About the Azure Data Lake Storage Gen2 collector
Use this collector to directly harvest metadata on Azure Data Lake Storage Gen2 storage accounts, containers, and files from your Azure Data Lake Storage Gen 2 instance or Azure Blob Storage instance.
Important
The Azure Data Lake Storage Gen2 collector can be run in the Cloud or on-premise using Docker or Jar files.
Note
The latest version of the Collector is 2.248. To view the release notes for this version and all previous versions, please go here.
Authentication supported
Authenticate to Azure Data Lake Storage Gen 2 using Service principal.
What is cataloged
The collector catalogs the following information from Azure Data Lake Storage Gen 2.
Object | Information collected |
---|---|
Storage Account | Name, Description, Last Modified, Resource Group name, Region Name, Creation Time, Subscription ID, Account Status, Account Kind, Access Control, Access Tier, Provisioning State, Tags |
Container | Name, Description, Server, Last Modified, Metadata, Subscription ID, Entity Tag, Public Access, Access Control |
Blob | Name, Description, File URL, File Path, Blob Type, Content Length, Creation Time, Last Modified, Metadata, Subscription ID, Entity Tag, Access Control |
Relationships between objects
By default, the data.world catalog will include catalog pages for the resource types below. Each catalog page will have a relationship to other related resource types. Note that the catalog presentation and relationships are fully configurable, so these will list the default configuration.

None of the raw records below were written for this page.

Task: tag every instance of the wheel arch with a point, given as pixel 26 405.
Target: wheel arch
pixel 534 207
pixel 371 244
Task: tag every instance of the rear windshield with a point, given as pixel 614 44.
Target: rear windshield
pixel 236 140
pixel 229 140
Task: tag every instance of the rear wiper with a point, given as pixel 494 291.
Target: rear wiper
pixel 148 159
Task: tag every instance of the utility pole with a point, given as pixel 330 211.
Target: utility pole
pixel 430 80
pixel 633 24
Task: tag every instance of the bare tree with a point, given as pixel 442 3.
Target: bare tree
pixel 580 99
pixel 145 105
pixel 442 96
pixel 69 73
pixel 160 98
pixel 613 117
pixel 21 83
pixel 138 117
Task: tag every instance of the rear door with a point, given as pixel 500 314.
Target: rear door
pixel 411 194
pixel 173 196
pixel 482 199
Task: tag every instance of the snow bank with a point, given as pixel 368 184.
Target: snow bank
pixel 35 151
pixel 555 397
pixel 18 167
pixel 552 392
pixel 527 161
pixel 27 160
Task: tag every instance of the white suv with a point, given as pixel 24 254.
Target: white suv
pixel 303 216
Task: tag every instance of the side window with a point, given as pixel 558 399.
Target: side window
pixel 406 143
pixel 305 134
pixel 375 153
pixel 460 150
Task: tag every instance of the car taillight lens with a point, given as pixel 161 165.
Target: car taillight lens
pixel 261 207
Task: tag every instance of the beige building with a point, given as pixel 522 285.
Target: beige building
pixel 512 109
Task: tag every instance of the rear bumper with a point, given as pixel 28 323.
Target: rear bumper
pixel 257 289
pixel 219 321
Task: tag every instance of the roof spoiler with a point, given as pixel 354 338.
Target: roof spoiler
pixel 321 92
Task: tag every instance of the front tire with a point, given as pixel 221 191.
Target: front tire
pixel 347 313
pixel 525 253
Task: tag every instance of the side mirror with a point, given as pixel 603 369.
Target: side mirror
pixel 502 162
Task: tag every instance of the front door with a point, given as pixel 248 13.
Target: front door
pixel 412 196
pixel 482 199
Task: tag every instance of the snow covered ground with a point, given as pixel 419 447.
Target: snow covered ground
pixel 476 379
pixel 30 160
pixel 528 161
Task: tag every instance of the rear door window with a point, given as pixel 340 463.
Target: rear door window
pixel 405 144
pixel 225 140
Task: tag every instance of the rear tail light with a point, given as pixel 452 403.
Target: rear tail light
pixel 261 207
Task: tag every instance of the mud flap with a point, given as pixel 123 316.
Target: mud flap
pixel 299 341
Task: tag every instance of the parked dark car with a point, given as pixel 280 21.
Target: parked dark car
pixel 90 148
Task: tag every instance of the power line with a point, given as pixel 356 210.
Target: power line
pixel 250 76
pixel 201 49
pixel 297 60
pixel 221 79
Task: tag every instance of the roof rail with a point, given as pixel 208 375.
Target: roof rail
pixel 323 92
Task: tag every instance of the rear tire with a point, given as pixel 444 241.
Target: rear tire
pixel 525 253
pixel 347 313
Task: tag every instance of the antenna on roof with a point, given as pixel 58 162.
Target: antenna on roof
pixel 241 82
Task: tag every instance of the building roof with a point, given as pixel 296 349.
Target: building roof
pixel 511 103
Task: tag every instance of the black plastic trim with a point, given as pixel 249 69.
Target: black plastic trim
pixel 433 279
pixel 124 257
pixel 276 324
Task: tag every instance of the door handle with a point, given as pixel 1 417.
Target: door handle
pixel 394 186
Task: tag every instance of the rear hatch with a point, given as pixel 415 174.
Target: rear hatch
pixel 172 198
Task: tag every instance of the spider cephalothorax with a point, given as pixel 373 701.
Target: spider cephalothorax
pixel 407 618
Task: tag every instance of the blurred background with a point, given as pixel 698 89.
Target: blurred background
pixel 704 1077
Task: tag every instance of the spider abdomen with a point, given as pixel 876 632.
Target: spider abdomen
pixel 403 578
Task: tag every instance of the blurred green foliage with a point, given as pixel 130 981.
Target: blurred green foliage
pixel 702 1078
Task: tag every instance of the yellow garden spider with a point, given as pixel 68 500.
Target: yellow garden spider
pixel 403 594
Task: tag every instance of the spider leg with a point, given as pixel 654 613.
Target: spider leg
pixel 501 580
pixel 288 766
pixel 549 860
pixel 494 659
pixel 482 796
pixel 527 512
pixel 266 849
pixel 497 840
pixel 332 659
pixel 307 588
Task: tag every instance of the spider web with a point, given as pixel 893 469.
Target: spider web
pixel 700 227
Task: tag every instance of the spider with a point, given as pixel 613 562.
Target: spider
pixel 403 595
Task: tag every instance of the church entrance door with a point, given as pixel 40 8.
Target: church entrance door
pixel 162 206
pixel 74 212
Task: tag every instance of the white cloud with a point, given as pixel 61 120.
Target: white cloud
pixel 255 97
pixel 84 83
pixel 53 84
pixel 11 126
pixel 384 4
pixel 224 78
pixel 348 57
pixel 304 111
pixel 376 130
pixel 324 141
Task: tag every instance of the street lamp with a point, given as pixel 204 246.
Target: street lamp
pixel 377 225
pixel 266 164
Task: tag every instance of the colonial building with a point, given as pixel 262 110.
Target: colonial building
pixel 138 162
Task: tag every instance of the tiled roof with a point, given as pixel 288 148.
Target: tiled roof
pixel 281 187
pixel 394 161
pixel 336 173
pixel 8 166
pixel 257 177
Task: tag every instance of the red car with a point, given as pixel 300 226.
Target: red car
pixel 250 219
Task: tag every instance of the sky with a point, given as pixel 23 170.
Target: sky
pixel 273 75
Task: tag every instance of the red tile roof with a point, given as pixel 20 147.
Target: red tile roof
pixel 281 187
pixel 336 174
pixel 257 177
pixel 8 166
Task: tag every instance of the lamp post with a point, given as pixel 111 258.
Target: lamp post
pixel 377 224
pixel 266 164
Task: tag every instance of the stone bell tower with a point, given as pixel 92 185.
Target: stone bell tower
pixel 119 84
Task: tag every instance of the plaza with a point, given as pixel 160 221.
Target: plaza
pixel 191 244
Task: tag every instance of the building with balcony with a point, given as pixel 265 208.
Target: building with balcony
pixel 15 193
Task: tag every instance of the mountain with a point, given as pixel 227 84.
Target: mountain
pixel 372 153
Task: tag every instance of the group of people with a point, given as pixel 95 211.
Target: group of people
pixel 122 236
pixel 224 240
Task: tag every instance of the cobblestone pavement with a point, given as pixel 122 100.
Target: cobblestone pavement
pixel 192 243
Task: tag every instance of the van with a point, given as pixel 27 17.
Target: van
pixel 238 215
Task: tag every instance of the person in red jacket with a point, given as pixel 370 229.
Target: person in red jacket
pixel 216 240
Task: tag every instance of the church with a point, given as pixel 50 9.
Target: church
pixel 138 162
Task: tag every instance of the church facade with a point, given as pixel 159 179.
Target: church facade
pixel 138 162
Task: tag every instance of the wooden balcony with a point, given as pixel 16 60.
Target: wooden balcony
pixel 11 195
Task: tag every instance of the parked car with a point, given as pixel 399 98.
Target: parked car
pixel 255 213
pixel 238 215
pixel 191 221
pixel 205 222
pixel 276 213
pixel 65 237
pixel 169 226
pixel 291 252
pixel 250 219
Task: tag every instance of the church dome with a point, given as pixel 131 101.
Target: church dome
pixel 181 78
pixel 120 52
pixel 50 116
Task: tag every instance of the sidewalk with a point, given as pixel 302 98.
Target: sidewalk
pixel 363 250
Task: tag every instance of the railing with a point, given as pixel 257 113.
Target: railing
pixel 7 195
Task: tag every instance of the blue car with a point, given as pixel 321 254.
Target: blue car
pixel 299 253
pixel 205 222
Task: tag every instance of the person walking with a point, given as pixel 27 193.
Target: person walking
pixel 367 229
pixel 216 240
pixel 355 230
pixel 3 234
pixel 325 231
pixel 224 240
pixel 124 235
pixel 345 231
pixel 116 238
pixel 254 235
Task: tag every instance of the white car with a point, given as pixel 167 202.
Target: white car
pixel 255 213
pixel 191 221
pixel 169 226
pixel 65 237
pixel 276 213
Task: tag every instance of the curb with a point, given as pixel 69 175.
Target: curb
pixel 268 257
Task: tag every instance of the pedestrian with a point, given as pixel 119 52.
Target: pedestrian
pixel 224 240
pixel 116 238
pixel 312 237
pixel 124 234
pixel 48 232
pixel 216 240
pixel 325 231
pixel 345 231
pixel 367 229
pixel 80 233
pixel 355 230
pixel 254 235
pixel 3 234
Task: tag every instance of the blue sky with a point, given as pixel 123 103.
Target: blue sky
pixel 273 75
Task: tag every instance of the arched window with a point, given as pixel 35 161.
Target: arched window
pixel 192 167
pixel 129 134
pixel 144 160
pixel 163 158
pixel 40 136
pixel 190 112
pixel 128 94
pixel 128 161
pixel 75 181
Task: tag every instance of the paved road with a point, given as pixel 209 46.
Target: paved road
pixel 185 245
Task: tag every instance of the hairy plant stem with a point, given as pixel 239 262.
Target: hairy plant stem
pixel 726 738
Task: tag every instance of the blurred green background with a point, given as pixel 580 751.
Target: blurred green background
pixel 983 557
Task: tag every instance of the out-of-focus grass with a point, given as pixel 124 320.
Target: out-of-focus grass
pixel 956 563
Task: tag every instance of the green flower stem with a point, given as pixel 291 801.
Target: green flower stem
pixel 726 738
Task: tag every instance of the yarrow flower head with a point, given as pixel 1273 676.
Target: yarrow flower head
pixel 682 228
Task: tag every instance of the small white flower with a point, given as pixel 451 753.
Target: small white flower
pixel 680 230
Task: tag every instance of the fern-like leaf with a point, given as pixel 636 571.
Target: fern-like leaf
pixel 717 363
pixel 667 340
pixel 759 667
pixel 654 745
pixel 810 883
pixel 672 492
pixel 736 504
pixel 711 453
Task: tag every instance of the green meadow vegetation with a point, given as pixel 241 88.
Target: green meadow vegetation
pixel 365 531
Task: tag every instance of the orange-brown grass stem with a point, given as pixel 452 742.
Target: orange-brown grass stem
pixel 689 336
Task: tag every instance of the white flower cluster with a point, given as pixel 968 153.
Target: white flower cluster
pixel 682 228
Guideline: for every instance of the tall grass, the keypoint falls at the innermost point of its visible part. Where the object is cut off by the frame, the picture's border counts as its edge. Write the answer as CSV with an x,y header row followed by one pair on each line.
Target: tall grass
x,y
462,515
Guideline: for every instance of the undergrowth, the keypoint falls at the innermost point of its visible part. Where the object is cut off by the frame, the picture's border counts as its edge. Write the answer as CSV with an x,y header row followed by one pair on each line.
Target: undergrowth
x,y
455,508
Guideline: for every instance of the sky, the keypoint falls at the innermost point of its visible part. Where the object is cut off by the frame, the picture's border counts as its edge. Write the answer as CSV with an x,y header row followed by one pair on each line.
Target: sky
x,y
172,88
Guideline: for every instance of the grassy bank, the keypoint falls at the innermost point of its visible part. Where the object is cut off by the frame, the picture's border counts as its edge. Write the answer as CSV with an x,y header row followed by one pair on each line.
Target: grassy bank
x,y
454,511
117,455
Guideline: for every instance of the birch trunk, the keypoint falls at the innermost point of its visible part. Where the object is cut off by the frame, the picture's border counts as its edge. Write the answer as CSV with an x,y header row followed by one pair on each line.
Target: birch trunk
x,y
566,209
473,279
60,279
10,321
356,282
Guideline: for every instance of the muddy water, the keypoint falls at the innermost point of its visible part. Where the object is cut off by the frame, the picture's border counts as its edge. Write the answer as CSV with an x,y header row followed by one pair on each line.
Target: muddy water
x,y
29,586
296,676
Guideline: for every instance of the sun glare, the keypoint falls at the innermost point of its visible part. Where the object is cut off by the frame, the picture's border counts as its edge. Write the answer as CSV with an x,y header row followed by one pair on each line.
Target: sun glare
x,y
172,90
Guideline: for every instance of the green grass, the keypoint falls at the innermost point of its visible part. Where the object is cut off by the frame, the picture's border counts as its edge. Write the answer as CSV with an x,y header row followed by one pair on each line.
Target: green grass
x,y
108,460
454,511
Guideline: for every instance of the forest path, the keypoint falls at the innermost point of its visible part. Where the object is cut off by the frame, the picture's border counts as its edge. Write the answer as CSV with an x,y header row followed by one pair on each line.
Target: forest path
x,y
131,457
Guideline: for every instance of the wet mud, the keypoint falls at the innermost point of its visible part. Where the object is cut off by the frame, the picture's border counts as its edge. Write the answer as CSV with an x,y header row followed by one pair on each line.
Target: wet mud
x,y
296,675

Resource page | Relationship |
---|---|
Storage Account |
|
Container |
|
Blob |
|
Important things to note about maximum resource limits
By default the collector harvests metadata from Azure Data Lake Storage Gen 2 with up to 10,000 objects in each Storage Account. If your Azure Data Lake Storage Gen 2 has more than 10,000 objects in a given Storage Account, you must set the --max-resource-limit parameter to what you want. The max value can be set to 10 million. If the contents of a Storage Account cross this maximum limit, the Storage Account is skipped and a warning message is logged for the Storage Account.